Open Peer Review reports
Epithelial-mesenchymal transition markers screened in a cell-based model and validated in lung adenocarcinoma
© The Author(s). 2019
- Published: 11 July 2019
Re-capture of the differences between tumor and normal tissues observed at the patient level in cell cultures and animal models is critical for applications of these cancer-related differences. The epithelial-mesenchymal transition (EMT) process is essential for tumor migratory and invasive capabilities. Although plenty of EMT markers are revealed, molecular features during the early stages of EMT are poorly understood.
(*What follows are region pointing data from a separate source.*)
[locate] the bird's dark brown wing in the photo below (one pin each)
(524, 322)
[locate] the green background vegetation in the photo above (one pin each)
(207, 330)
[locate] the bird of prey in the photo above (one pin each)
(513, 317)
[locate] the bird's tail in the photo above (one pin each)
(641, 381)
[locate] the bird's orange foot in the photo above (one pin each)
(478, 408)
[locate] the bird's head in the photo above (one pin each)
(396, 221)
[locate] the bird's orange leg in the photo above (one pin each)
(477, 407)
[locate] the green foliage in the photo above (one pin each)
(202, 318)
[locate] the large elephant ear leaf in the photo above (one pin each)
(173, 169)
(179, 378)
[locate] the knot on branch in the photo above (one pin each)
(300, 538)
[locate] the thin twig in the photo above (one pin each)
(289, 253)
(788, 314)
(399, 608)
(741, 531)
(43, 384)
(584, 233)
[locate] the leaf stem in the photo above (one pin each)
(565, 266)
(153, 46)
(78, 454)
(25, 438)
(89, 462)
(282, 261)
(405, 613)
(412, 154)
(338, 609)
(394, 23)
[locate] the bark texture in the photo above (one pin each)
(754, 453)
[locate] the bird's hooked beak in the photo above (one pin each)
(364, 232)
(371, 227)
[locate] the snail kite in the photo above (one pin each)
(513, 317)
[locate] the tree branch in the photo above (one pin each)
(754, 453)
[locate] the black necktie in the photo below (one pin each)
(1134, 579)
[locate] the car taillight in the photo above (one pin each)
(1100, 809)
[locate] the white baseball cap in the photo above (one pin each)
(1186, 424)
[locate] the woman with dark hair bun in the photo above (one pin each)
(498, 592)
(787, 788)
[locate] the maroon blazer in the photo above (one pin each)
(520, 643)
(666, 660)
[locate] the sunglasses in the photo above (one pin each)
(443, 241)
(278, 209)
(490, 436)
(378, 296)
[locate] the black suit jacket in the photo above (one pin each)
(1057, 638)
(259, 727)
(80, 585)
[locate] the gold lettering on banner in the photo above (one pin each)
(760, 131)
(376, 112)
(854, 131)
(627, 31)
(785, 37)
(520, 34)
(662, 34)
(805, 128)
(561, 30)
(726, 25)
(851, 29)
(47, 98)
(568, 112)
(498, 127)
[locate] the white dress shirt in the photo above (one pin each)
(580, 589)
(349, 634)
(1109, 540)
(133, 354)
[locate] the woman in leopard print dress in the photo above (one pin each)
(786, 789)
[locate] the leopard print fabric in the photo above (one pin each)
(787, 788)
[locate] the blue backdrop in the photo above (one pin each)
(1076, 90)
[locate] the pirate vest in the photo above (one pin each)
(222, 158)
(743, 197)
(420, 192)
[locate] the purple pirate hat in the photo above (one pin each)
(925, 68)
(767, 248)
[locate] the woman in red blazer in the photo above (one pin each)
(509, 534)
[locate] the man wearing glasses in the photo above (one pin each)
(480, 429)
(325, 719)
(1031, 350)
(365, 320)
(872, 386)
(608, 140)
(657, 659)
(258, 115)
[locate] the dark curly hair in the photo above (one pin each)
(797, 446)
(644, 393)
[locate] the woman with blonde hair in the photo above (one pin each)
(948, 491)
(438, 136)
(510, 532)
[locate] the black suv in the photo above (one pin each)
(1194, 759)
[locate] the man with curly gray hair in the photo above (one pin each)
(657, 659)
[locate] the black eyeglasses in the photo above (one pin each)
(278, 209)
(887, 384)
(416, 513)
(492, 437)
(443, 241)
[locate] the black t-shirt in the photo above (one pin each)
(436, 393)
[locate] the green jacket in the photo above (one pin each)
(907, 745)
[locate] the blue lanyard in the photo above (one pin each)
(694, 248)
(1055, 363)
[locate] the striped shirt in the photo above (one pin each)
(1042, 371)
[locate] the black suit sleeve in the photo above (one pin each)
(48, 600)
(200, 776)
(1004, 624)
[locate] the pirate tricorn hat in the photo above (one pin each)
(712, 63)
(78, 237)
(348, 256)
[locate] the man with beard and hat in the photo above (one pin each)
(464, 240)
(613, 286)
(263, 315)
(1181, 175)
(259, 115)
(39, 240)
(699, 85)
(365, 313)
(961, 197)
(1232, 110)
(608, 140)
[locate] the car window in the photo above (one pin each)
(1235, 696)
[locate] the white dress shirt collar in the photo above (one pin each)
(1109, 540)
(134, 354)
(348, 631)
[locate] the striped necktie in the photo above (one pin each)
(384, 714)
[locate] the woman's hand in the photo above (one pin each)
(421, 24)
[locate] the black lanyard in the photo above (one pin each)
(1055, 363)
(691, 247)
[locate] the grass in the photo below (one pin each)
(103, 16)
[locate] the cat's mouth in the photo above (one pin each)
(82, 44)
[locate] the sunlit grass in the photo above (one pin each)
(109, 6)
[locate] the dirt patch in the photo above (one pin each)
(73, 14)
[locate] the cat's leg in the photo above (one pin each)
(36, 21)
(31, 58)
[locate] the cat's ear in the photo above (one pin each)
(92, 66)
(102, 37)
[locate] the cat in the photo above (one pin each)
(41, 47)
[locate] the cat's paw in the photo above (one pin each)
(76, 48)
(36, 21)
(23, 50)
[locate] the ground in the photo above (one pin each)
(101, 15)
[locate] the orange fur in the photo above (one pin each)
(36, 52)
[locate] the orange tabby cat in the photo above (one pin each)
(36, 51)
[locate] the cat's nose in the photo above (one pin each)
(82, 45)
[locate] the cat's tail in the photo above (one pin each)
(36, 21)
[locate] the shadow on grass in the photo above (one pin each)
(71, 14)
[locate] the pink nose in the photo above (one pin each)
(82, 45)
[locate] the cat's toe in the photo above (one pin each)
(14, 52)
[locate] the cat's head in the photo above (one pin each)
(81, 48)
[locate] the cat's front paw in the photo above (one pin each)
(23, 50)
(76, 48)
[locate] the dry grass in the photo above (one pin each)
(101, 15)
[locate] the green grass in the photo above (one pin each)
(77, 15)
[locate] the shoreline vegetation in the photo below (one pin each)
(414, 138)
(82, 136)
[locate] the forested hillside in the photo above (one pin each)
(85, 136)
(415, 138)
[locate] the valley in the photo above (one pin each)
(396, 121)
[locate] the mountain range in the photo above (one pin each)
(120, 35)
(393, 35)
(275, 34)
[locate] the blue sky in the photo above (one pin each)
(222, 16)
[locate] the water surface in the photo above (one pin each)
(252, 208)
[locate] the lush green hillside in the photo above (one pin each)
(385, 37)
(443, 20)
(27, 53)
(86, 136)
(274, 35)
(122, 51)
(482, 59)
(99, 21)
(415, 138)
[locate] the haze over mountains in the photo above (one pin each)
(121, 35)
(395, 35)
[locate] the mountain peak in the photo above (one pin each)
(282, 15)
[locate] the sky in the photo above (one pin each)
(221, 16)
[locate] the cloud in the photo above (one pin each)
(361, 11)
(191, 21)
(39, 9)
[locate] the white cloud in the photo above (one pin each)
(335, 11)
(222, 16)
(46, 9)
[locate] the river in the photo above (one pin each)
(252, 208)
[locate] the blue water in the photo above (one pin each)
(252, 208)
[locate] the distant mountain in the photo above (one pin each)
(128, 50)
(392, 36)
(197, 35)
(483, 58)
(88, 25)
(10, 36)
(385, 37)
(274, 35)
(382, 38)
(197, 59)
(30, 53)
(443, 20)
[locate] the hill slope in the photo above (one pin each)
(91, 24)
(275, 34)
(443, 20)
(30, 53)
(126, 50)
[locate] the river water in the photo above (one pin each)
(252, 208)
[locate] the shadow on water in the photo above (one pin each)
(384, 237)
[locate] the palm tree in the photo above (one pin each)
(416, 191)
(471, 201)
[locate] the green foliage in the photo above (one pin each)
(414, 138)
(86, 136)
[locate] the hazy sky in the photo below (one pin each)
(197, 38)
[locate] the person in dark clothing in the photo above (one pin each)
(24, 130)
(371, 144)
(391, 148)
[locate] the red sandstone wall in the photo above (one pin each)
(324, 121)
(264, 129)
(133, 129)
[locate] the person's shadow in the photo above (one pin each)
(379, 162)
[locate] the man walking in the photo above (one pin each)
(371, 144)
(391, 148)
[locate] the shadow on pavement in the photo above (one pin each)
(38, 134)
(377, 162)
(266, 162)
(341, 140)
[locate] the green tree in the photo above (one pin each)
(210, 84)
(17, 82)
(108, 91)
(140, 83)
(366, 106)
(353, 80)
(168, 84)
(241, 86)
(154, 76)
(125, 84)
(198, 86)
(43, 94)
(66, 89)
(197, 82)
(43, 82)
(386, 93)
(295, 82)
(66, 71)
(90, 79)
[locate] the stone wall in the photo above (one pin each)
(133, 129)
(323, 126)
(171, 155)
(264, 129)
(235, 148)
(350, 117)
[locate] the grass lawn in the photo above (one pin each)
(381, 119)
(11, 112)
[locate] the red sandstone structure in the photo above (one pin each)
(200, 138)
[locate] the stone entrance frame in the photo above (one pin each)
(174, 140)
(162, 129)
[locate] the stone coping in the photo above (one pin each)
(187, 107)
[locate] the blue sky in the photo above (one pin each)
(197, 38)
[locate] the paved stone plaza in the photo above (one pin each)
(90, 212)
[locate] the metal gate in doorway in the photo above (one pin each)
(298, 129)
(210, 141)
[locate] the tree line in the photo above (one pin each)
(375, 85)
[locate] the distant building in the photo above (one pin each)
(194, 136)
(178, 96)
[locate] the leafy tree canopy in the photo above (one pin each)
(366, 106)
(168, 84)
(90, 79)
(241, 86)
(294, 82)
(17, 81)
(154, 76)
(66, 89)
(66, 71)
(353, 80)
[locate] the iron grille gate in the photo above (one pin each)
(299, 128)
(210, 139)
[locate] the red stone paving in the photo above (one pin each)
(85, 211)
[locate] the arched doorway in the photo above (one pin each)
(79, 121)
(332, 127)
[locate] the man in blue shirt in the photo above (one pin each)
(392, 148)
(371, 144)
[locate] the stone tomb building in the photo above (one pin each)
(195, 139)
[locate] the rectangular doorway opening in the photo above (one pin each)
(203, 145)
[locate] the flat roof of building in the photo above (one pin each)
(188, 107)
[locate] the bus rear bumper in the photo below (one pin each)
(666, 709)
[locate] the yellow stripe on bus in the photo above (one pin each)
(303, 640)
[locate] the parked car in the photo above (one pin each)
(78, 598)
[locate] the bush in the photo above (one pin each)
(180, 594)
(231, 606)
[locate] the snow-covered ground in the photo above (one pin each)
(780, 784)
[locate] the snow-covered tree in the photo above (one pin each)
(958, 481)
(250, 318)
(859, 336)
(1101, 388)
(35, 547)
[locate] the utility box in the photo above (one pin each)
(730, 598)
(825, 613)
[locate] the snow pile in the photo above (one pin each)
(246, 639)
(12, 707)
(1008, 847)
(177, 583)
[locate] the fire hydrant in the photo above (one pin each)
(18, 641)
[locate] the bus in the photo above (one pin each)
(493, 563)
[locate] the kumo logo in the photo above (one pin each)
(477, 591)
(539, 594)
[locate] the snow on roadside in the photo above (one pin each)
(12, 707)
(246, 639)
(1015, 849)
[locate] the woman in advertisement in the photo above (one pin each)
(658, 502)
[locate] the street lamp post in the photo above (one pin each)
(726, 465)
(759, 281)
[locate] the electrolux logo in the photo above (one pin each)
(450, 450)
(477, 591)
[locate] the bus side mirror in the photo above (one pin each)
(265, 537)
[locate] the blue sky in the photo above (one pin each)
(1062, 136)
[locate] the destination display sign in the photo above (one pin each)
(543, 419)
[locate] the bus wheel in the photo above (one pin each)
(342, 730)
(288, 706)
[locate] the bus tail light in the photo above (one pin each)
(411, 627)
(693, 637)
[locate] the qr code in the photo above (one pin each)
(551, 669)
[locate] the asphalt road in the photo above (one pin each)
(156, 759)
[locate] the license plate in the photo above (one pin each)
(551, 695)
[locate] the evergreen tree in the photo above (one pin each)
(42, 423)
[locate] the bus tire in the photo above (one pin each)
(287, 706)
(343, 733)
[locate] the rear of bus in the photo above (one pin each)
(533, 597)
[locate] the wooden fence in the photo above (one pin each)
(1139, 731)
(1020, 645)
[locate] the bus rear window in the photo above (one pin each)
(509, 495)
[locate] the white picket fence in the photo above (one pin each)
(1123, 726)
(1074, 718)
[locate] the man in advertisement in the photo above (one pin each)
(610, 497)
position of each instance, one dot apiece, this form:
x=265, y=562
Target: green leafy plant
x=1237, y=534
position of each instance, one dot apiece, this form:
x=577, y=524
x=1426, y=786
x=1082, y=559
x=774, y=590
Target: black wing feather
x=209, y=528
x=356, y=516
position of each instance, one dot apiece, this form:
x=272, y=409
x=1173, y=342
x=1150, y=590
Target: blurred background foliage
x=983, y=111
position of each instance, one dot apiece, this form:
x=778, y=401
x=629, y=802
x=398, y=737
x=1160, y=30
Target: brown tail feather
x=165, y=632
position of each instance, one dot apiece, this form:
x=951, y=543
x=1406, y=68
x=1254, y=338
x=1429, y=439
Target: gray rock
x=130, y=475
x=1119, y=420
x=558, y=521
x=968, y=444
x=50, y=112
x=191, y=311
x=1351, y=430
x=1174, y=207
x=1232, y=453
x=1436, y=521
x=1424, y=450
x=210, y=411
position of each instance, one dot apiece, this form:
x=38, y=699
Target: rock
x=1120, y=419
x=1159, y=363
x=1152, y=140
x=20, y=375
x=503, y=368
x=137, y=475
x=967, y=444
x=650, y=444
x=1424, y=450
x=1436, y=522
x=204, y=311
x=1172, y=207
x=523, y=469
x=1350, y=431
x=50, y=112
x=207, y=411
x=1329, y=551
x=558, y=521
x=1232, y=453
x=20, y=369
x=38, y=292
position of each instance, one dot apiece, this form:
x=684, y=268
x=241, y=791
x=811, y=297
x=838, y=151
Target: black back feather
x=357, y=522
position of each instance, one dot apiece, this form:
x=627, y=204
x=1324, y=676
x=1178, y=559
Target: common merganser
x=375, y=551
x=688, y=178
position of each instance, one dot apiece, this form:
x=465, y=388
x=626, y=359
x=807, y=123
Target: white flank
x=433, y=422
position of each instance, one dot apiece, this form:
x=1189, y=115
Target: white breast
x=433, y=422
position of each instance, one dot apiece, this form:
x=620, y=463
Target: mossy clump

A cell-based model to induce lung cell (A549) EMT using conditioned medium of in vitro cancer activated fibroblast (WI38) was established. High-throughput sequencing methods, including RNA-seq and miRNA-seq, and advanced bioinformatics methods were used to explore the transcriptome profile transitions accompanying the progression of EMT. We validated our findings with experimental techniques including transwell and immunofluorescence assay, as well as the TCGA data.
We have constructed an in vitro cell model to mimic the EMT in patients. We discovered that several new transcription factors were among the early genes (3 h) to respond to cancer micro-environmental cues which could play critical roles in triggering further EMT signals. The early EMT markers also included genes encoding membrane transporters and blood coagulation function. Three of the nine-examined early EMT hallmark genes, GALNT6, SPARC and HES7, were up-regulated specifically in the early stages of lung adenocarcinoma (LUAD) and confirmed by TCGA patient transcriptome data. In addition, we showed that miR-3613, a regulator of EGFR pathway genes, was constantly repressed during EMT progress and indicative of an epithelial miRNA marker.
The CAF-stimulated EMT cell model may recapture some of the molecular changes during EMT progression in clinical patients. The identified early EMT hallmark genes GALNT6, SPARC and HES7and miR-3613 provide new markers and therapeutic targets for LUAD for the further clinical diagnosis and drug screening.